Die sofortige Beschwerde ist bei dem Amtsgericht Hamburg, Sievekingplatz 1, 20355 Hamburg oder dem Landgericht Hamburg, Sievekingplatz 1, 20355 Hamburg schriftlich in deutscher Sprache oder zur Niederschrift der Geschäftsstelle einzulegen. Die Beschwerde kann auch zur Niederschrift der Geschäftsstelle eines jeden Amtsgerichtes abgegeben werden.
Die sofortige Beschwerde muss innerhalb von zwei Wochen bei dem Amtsgericht Hamburg eingegangen sein. Dies gilt auch dann, wenn die Beschwerde zur Niederschrift der Geschäftsstelle eines anderen Amtsgerichtes abgegeben wurde.
Die Frist beginnt mit der Verkündung der Entscheidung oder, wenn diese nicht verkündet wird, mit deren Zustellung. Zum Nachweis der Zustellung genügt auch die öffentliche Bekanntmachung. Diese gilt als bewirkt, sobald nach dem Tag der unter www.insolvenzbekanntmachungen.de erfolgten Veröffentlichung zwei weitere Tage verstrichen sind. Maßgeblich für den Beginn der Beschwerdefrist ist der frühere Zeitpunkt.
Die sofortige Beschwerde muss die Bezeichnung des angefochtenen Beschlusses sowie die Erklärung enthalten, dass sofortige Beschwerde gegen diesen Beschluss eingelegt wird. Sie soll begründet werden.

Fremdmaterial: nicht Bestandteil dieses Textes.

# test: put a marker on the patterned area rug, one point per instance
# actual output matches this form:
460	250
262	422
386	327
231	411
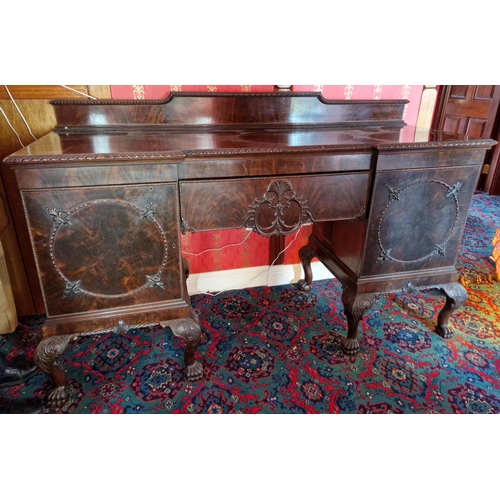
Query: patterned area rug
277	350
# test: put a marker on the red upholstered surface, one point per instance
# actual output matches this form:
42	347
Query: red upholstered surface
255	250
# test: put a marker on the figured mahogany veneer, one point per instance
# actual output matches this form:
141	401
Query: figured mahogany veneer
102	199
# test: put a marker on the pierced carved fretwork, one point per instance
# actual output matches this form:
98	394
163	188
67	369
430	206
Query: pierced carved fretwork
279	212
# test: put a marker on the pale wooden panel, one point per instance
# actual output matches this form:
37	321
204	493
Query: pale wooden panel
48	92
484	92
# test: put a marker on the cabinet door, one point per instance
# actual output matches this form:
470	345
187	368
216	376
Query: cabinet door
417	219
105	247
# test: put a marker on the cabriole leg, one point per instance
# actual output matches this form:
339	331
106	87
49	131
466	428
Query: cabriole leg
189	329
456	295
46	358
355	306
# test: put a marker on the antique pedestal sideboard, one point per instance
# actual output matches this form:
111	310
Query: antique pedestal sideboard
105	195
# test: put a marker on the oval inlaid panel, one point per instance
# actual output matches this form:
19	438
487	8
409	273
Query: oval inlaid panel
418	221
109	246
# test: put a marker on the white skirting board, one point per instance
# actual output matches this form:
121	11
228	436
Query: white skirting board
237	279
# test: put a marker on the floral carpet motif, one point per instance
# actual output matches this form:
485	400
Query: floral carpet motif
277	350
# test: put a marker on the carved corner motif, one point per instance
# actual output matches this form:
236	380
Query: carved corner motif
439	248
155	281
59	216
72	288
185	227
280	199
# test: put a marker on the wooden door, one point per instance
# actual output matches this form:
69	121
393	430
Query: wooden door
470	110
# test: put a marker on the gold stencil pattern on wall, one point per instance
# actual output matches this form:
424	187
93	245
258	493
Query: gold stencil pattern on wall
405	92
138	91
216	243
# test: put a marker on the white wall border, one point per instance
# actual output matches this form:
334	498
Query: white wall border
237	279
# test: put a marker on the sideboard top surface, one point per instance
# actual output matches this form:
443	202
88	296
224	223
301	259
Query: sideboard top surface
193	125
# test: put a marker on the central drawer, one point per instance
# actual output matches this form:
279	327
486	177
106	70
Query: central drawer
272	205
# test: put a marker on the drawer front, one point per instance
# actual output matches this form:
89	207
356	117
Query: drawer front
272	206
278	165
105	247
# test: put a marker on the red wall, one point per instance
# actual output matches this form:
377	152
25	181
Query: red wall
255	250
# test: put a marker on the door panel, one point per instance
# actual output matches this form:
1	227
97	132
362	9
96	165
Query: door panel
471	110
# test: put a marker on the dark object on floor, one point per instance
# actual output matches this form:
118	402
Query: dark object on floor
17	374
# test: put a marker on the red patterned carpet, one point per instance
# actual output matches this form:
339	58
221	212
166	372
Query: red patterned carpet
277	350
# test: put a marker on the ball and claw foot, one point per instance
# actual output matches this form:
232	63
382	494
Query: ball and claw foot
194	372
57	398
304	286
444	331
350	347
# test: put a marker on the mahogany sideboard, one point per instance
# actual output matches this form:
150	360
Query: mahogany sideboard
105	196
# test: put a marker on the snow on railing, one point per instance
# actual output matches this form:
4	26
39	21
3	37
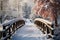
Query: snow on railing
45	26
8	28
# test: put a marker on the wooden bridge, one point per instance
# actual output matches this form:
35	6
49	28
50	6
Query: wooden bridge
10	27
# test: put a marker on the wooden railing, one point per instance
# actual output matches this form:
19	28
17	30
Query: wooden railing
45	26
10	27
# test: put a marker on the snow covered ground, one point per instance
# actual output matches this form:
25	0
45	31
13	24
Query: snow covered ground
29	32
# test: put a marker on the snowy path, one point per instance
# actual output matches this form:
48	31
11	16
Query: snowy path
29	32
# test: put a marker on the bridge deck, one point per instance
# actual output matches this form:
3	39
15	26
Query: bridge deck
29	32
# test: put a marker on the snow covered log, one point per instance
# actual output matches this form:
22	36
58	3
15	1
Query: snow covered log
45	26
10	27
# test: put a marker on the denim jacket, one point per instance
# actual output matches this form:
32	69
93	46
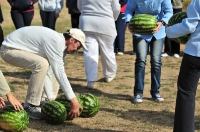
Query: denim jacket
160	9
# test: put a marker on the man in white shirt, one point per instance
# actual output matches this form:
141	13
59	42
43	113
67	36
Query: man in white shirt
40	48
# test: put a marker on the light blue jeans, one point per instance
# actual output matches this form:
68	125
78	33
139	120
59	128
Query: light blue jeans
142	47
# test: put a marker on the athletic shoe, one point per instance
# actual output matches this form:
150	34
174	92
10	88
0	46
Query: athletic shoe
176	55
34	112
157	97
137	99
120	53
109	79
164	55
91	85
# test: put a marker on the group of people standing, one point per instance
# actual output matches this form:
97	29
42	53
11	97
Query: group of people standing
42	50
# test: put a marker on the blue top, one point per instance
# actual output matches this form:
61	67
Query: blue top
189	25
160	9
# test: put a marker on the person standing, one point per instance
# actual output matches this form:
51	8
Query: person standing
74	12
120	24
162	11
189	73
22	12
5	90
49	12
41	49
172	47
97	21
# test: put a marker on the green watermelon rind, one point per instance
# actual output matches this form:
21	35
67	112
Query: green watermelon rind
53	112
177	18
143	24
13	120
91	105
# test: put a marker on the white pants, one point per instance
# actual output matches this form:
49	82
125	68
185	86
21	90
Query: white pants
96	43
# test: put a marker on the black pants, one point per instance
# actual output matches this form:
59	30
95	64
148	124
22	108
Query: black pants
1	36
172	47
21	19
75	20
185	102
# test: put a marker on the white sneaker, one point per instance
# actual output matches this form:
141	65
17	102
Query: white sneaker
164	55
176	55
120	53
91	85
109	79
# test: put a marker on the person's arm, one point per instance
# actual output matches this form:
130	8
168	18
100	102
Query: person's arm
115	8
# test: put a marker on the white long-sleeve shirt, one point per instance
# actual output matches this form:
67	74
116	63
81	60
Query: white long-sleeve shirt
44	42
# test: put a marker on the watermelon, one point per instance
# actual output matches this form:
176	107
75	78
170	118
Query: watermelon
91	105
177	18
13	120
63	100
53	112
143	24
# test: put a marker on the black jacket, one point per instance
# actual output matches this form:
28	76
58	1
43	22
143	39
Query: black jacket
72	7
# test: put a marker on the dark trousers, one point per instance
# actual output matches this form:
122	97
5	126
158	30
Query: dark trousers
48	19
172	47
21	19
75	20
120	38
185	102
1	35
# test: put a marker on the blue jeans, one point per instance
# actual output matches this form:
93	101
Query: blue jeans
142	46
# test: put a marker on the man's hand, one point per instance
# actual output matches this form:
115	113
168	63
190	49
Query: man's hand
2	103
159	24
75	107
15	103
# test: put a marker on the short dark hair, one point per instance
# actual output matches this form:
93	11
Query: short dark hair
66	35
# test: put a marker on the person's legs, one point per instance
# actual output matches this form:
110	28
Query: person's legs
39	66
107	56
185	101
156	47
27	17
91	57
17	19
141	53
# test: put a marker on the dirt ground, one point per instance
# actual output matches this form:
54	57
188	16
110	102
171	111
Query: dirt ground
117	113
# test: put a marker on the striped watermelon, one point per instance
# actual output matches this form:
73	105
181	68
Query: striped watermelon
53	112
91	105
63	100
13	120
177	18
143	23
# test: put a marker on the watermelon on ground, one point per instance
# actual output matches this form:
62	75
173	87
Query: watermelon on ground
143	24
13	120
177	18
63	100
91	105
53	112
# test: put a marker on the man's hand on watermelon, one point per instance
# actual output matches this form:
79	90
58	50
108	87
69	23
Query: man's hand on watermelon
14	102
2	103
159	24
75	107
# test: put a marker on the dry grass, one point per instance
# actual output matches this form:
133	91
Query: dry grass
117	113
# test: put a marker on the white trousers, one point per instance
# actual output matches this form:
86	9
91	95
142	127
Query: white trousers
103	45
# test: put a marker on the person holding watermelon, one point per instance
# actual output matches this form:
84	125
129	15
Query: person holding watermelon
5	90
41	49
188	78
162	11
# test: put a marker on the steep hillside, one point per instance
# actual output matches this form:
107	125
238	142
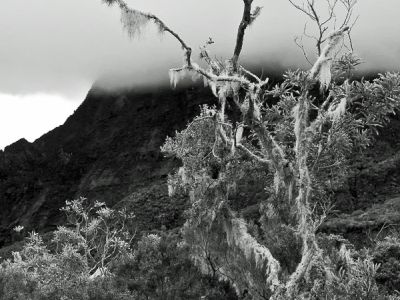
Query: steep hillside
107	150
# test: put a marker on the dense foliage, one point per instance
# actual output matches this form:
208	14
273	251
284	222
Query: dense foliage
96	258
295	139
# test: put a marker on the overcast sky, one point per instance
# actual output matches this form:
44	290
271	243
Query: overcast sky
51	51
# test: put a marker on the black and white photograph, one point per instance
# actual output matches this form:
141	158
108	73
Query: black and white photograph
199	150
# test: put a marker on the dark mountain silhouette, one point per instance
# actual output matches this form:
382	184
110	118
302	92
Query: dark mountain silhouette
109	150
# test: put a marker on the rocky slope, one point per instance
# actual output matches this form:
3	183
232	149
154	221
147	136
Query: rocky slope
107	150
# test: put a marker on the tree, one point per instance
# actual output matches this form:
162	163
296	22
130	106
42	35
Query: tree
293	138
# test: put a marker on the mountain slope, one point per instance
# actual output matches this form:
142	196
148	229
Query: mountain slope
107	150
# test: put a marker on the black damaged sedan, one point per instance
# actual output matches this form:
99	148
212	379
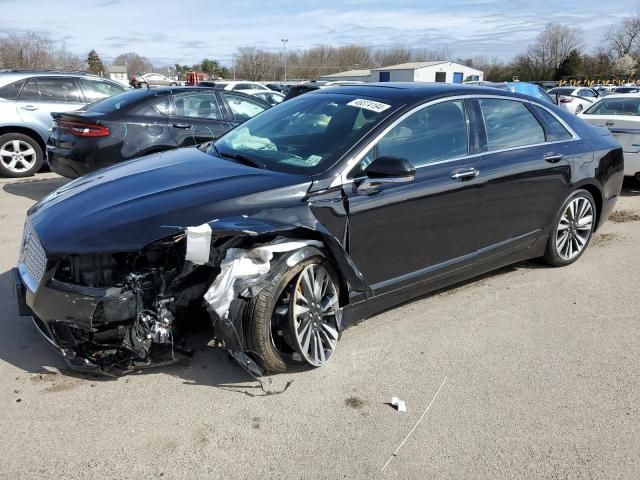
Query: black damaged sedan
309	217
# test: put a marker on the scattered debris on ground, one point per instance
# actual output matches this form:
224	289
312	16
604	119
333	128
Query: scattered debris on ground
354	402
623	216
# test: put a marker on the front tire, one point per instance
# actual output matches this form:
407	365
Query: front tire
274	313
573	229
20	155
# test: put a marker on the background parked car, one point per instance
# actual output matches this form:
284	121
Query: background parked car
574	99
272	98
144	121
157	79
27	98
621	115
625	90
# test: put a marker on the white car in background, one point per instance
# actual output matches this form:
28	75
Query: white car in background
621	115
574	99
269	96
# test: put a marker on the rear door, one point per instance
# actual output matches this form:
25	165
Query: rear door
197	117
527	169
42	95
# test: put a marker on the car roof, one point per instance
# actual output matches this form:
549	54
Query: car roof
258	90
415	92
9	76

Hinweis zum elektronischen Rechtsverkehr:
Die Einlegung ist auch durch Übertragung eines elektronischen Dokuments an die elektronische Poststelle des Gerichts möglich. Das elektronische Dokument muss für die Bearbeitung durch das Gericht geeignet und mit einer qualifizierten elektronischen Signatur der verantwortenden Person versehen sein oder von der verantwortenden Person signiert und auf einem sicheren Übermittlungsweg gemäß § 130a ZPO nach näherer Maßgabe der Verordnung über die technischen Rahmenbedingungen des elektronischen Rechtsverkehrs und über das besondere elektronische Behördenpostfach (BGBl. 2017 I, S. 3803) eingereicht werden. Auf die Pflicht zur elektronischen Einreichung durch professionelle Einreicher/innen ab dem 01.01.2022 durch das Gesetz zum Ausbau des elektronischen Rechtsverkehrs mit den Gerichten vom 10. Oktober 2013, das Gesetz zur Einführung der elektronischen Akte in der Justiz und zur weiteren Förderung des elektronischen Rechtsverkehrs vom 5. Juli 2017 und das Gesetz zum Ausbau des elektronischen Rechtsverkehrs mit den Gerichten und zur Änderung weiterer Vorschriften vom 05.10.2021 wird hingewiesen.
Weitere Informationen erhalten Sie auf der Internetseite www.justiz.de.
Veröffentlichungszusatz im Internet hinsichtlich der Vergütung:
Gemäß § 64 Absatz 2 Satz 2 InsO sind die festgesetzten Beträge nicht zu veröffentlichen. Der vollständige Beschluss kann in der Geschäftsstelle des Amtsgerichts Hamburg, Zimmer Nr. B428 eingesehen werden.